Types and type systems (reading)

A type, also known as a data type, is a classification identifying one of various types of "things" used within a programming language or platform. More prosaically, a type describes the possible values of a "thing" (such as a variable), the semantic meaning of that "thing", and how the values of that "thing" can be stored in memory.

A type system is a collection of rules that assign a property called type to various constructs in a computer program, such as variables, expressions, functions or modules, with the end goal of reducing the number of bugs by verifying that data is represented properly throughout a program.

See "What is a type system, anyway": "Type systems provide a way of writing down properties of our programs that we would like to be true, and then mechanically checking that those properties hold. Type systems come in all shapes and sizes; some are more expressive than others. Types are also a great tool to use when actually writing code. Static type systems provide strong guarantees about program behavior at the expense of some friction in programming: dynamic languages make it easy to throw together a prototype, but can become unwieldy or difficult to maintain once the codebase grows. Gradual typing is an increasingly popular method to get the best of both worlds."

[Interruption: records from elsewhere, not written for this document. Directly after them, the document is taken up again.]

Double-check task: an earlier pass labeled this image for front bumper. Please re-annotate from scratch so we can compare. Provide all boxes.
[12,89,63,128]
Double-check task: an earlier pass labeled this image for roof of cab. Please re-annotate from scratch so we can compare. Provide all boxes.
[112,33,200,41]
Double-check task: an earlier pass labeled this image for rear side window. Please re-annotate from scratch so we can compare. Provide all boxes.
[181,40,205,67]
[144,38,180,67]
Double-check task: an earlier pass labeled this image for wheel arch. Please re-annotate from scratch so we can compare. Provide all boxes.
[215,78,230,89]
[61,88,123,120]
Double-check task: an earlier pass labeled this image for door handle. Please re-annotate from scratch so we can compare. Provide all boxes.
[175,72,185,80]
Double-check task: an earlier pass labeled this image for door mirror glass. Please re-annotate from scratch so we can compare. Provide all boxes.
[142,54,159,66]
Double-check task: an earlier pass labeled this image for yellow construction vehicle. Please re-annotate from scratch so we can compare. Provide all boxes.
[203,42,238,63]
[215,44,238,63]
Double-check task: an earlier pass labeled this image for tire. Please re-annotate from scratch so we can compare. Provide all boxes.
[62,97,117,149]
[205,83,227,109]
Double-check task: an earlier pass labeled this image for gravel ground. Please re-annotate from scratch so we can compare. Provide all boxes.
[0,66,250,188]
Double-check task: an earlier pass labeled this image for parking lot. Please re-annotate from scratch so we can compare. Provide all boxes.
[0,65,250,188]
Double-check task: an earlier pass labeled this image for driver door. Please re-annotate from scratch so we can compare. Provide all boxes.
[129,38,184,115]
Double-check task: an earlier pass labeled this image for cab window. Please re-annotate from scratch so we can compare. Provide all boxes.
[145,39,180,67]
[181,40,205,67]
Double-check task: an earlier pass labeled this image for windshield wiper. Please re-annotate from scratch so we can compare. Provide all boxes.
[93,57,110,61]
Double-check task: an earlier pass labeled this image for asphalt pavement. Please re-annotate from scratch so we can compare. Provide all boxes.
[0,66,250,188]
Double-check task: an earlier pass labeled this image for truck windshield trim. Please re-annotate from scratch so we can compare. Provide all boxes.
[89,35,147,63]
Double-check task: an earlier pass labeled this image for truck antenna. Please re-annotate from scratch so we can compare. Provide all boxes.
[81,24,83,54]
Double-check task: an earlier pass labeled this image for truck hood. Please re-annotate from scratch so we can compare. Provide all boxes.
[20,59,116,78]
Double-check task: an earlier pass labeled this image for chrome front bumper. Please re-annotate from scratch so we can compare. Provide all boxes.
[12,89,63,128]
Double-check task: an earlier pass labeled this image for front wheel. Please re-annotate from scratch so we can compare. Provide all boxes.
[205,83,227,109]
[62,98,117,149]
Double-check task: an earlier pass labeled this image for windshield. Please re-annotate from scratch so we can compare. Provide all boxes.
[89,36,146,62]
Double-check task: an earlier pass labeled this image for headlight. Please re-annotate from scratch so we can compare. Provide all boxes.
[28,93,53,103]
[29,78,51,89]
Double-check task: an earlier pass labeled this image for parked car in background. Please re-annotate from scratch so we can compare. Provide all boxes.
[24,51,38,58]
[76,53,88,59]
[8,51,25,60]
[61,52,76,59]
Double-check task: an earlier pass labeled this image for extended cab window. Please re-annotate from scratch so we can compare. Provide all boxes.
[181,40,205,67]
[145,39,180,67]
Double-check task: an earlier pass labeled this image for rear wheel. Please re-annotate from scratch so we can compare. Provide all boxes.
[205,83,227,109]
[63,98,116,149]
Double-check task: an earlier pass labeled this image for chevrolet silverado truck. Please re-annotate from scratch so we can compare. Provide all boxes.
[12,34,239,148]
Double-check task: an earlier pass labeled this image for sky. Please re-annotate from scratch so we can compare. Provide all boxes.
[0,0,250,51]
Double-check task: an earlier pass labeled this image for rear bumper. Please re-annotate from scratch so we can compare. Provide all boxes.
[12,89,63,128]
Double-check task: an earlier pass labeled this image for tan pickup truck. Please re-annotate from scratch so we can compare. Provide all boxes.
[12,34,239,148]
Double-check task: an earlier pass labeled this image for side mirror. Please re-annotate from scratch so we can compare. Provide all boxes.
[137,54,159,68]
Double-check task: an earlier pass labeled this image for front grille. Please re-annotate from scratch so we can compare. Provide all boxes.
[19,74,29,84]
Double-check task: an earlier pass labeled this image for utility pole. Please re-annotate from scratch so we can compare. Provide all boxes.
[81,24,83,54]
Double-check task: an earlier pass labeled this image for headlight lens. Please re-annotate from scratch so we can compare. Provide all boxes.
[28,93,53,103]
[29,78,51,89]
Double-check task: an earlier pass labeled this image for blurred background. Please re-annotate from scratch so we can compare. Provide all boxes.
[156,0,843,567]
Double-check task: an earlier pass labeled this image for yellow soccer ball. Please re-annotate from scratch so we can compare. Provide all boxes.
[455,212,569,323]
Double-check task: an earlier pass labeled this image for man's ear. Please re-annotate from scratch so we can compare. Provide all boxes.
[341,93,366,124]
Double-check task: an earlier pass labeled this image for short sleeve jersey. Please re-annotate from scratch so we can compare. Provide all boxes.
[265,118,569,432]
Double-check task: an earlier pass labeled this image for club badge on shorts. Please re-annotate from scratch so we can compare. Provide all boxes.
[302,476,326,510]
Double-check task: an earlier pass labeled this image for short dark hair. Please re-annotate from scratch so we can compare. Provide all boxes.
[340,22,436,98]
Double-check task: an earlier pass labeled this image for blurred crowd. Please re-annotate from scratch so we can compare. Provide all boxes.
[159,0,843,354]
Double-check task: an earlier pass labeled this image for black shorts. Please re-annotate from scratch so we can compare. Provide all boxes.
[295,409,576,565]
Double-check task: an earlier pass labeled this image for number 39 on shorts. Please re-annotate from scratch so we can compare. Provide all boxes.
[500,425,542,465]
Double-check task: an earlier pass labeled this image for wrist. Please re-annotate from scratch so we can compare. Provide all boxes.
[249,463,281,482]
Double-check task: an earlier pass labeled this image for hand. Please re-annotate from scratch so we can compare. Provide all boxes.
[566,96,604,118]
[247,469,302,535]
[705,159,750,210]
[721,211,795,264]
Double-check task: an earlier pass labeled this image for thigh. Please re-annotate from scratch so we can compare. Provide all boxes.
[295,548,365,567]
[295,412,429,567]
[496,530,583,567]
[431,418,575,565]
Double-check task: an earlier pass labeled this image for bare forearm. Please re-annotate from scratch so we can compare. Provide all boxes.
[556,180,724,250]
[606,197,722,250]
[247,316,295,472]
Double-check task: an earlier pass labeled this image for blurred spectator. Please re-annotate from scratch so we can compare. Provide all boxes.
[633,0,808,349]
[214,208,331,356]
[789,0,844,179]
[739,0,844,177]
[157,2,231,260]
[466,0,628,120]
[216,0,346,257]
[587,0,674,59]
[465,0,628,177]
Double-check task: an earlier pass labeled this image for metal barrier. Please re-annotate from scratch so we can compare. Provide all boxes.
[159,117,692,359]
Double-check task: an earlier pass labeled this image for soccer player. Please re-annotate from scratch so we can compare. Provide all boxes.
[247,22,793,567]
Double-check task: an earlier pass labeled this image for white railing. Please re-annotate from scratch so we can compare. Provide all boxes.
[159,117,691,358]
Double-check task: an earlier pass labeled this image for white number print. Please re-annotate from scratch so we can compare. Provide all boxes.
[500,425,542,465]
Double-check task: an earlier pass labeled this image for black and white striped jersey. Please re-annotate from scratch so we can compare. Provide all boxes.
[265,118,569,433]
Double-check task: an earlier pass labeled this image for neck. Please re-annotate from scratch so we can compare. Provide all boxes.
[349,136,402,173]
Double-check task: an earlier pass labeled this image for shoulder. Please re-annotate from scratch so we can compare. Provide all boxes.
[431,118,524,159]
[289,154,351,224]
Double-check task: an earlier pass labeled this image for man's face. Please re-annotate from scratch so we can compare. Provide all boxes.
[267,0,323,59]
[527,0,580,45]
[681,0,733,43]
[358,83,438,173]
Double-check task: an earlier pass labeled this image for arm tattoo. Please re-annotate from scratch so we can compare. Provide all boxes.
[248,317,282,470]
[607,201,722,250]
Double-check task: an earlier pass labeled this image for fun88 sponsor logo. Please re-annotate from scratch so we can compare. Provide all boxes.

Most types break out into the following categories:

Primitives: the atoms of the programming language; usually things like integers, strings, booleans, and so on. The internal representation of a primitive is usually entirely opaque to the programmer without significant effort (like taking memory addresses and poking around).
- Booleans: true/false values
- Integrals: non-fractional/whole numbers, often using the first bit to indicate sign (positive or negative). Using twos-complement math, this gives a fairly large range of integral numbers, depending on how many bytes are used for the integral:
  - 1-byte/8-bit: -128 to +127/0 to 255
  - 2-byte/16-bit: -32k to +32k/0 to 64k
  - 4-byte/32-bit: -2,147,483,648 to +2,147,483,647/0 to 4gb
  - 8-byte/64-bit: if you have to ask...
  - 16-byte/128-bit: if you have to ask...
  - "word" or "natural" sized, which is the natural "size" of the CPU (typically, in 2021, this is 64 bits)
- Floating-points: fractional numbers, usually represented in IEEE 754 (Wikipedia) format.
- Pointers: One common primitive type is a pointer to a memory location (whether directly manipulable by the programmer or not); Java, for example, talks about Object o = new Object(); as allocating an object o, but in truth o is a reference to the object created, not the object itself. The reference o is allocated on the stack, whereas the object o points to is allocated out of the heap. Pointers/references are almost always word/natural-sized.
Composite: these are the various "structures" that a programmer can build up out of primitives. Some are built within the language (arrays within C/C++/Java/C#, etc), some are built using language constructs (class or struct within C++/Java/C#/etc). I tend to break these into "simple composite types" (composites provided by the language itself) and "complex composite types" (composites defined by the developer), also sometimes known as "user-defined types" (UDTs).
Abstract data types: these are types that do not have specific implementation, and could thus be represented by multiple concrete types. ADTs are usually defined by interfaces in Java/C#, but one does not need an interface keyword to have an ADT.
Nominal typing: types are unique based on their declared name
Structural typing: types are unique based on the structure that makes up their definition, such that two declared types with the same structure are considered the same type, even if they are declared with different names.
Dependent types: "Dependent types allow types to depend on values; i.e. you can have a type for "list with three integers". Dependent typing, as I understand it, opens up complete programmability of the type system, at the cost of type checking becoming undecidable. These type systems allow you describe the behavior of your programs with incredible precision." (from https://lambdaland.org/posts/2023-01-17_what_is_a_type_system_really/ )

Type-checking

The existence of types is useless without a process of verifying that those types make logical sense in the program so that the program can be executed successfully. Type checking is the process of verifying and enforcing the constraints of types, and it can occur either at ahead-of-(execution-)time (i.e. statically) or at runtime/execution time (i.e. dynamically). Type checking is all about ensuring that the program will not encounter errors due to inappropriate or undefined intersection of types; a type error is an erroneous program behavior in which an operation occurs (or trys to occur) on a particular data type that it’s not meant to occur on.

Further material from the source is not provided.